For data sets without doublets (δ=0), irrespective of the percentage of missing data, SiFit performs substantially better than SCITE and OncoNEM. SiFit’s likelihood calculation treats each missing data point as contributing a marginal probability of 1, effectively making it equivalent to reducing the number of sites n. For the data sets with doublets, we measured the tree reconstruction error in two ways as described in the previous section. SiFit outperforms both SCITE and OncoNEM irrespective of the way the tree reconstruction error was measured (Fig. 2 and Additional file 1: Figure S2).
Robustness to increasing error rates
ADO is the major source of error in SCS data resulting in FNs [14]. To test the robustness of SiFit to an increase in FN rate β, we simulated data sets with increased FN rates. The number of cells m was set to 100 and the number of sites n was set to 400. The mean FN rate β
mean was varied from 0.2 to 0.4 in steps of 0.1, i.e., β
mean∈{0.2,0.3,0.4}. The FN rate of cell c, β
c
, was sampled from a normal distribution as described in the previous experiment. The FP rate was set to α=0.01. With these settings, for each value of β
mean∈{0.2,0.3,0.4}, ten data sets were simulated for phylogeny reconstruction.
The performance of SiFit was compared against SCITE and OncoNEM. For different settings of FN rates, SiFit consistently performs better than SCITE and OncoNEM by achieving the lowest tree reconstruction error (Fig. 3). For SCITE and SiFit, with the increase in the FN rate, the tree inference error increases. For OncoNEM, the tree reconstruction error first increases and then decreases. The rate of increase in tree reconstruction error for SiFit is also much lower compared to that of SCITE. This indicates SiFit’s higher robustness against amplification errors compared to SCITE. OncoNEM’s tree reconstruction error is higher than those of SCITE and SiFit for all values of the FN rate. For OncoNEM, binarization of the data leads to loss of information and it employs a grid search to learn the parameters before learning the optimal tree. This divisive sequential approach of learning may lead to a suboptimal solution if the initial solution gets stuck in local optima.
Estimation of error rates
In addition to the phylogenetic tree, SiFit also learns the error parameters from the data. To examine SiFit’s capability to estimate the FN rate from the data, we simulated 30 data sets from 30 random binary trees. For these data sets, the number of cells was set to 100, the number of sites was set to 400, and the FP rate was set to α=0.01. The FN rate β was varied from 0.1 to 0.4. These imperfect data matrices were given to SiFit for inference of the tree and FN rate.
SiFit performed very well in estimating FN rate, as shown in Fig. 4. The ML values of β learned from the data were highly correlated (0.9843) to the ones that generated the data. This experiment demonstrates SiFit’s ability to infer error parameters from data.

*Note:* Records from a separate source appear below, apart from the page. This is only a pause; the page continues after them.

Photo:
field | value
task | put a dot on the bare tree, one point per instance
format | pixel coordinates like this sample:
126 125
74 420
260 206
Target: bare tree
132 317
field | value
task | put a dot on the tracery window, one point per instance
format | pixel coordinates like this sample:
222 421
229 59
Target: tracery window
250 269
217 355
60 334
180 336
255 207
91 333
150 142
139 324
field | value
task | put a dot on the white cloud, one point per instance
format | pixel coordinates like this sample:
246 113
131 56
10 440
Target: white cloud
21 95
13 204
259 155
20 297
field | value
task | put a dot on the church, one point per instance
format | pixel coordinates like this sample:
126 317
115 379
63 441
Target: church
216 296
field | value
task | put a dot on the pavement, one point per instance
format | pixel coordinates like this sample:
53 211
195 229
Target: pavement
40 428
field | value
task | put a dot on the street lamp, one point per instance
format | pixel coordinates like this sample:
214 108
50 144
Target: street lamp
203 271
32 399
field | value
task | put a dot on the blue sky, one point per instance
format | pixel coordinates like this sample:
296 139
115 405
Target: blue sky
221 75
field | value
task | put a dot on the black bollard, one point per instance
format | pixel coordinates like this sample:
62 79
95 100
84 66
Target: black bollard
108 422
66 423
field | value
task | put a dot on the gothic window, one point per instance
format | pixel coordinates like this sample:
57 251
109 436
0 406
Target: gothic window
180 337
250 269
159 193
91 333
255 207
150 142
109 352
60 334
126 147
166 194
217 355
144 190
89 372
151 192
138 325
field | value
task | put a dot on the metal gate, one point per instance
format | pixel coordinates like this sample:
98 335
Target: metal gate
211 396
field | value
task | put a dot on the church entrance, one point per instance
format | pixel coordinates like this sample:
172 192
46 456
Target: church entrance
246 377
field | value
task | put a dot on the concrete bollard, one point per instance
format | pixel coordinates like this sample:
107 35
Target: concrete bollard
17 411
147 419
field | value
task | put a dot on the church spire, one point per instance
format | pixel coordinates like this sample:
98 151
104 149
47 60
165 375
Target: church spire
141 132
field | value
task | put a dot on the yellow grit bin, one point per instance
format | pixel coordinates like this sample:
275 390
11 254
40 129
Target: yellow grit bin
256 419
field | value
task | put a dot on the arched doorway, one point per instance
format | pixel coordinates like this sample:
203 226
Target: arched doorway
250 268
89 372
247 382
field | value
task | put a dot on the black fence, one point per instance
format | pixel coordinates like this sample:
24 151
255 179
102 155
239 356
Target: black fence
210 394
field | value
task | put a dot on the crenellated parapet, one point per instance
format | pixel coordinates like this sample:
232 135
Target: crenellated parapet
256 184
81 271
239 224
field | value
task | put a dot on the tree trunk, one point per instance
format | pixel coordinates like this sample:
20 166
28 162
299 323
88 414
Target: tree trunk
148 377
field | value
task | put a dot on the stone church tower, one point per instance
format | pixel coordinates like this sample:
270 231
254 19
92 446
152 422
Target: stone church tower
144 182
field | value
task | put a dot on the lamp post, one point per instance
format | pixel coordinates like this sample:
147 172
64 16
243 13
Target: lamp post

SCITE and OncoNEM can also learn the FN rate from the data. To compare SiFit’s estimate of the error rate against those of OncoNEM and SCITE, we applied SCITE and OncoNEM to the same data sets for learning FN rates. SCITE’s performance (correlation 0.9622) was better than that of OncoNEM (correlation 0.8766) but SiFit was the best performer. Specifically, for data sets with a higher FN rate (>0.2), SiFit’s estimates were much better than those of SCITE and OncoNEM. This indicates a degree of robustness of SiFit in the presence of higher error rates compared to the other methods.
Run times
To measure the run time of SiFit, we simulated data sets containing different numbers of cells. The number of cells, i.e., leaves in the trees, m, was varied as m=100, m=200, and m=500. The number of sites n was varied as n=200 and n=400. The error rates were chosen as described in the previous experiments. For each combination of m and n, ten data sets were simulated. For each of these data sets, SiFit was run for 200,000 iterations in a node with 24 CPU cores (AMD 2.2 GHz). In each case, the average run time for 200,000 iterations was recorded (Additional file 1: Figure S3). For a fixed number of sites n, with the increase in the number of cells in the tree, SiFit’s run time increases almost linearly. This behavior is observed for both n=200 and n=400. This indicates that SiFit is scalable and will adopt well when future experiments generate sequencing data consisting of thousands of single cells. The theoretical computational complexity of SiFit is described in “Methods” section.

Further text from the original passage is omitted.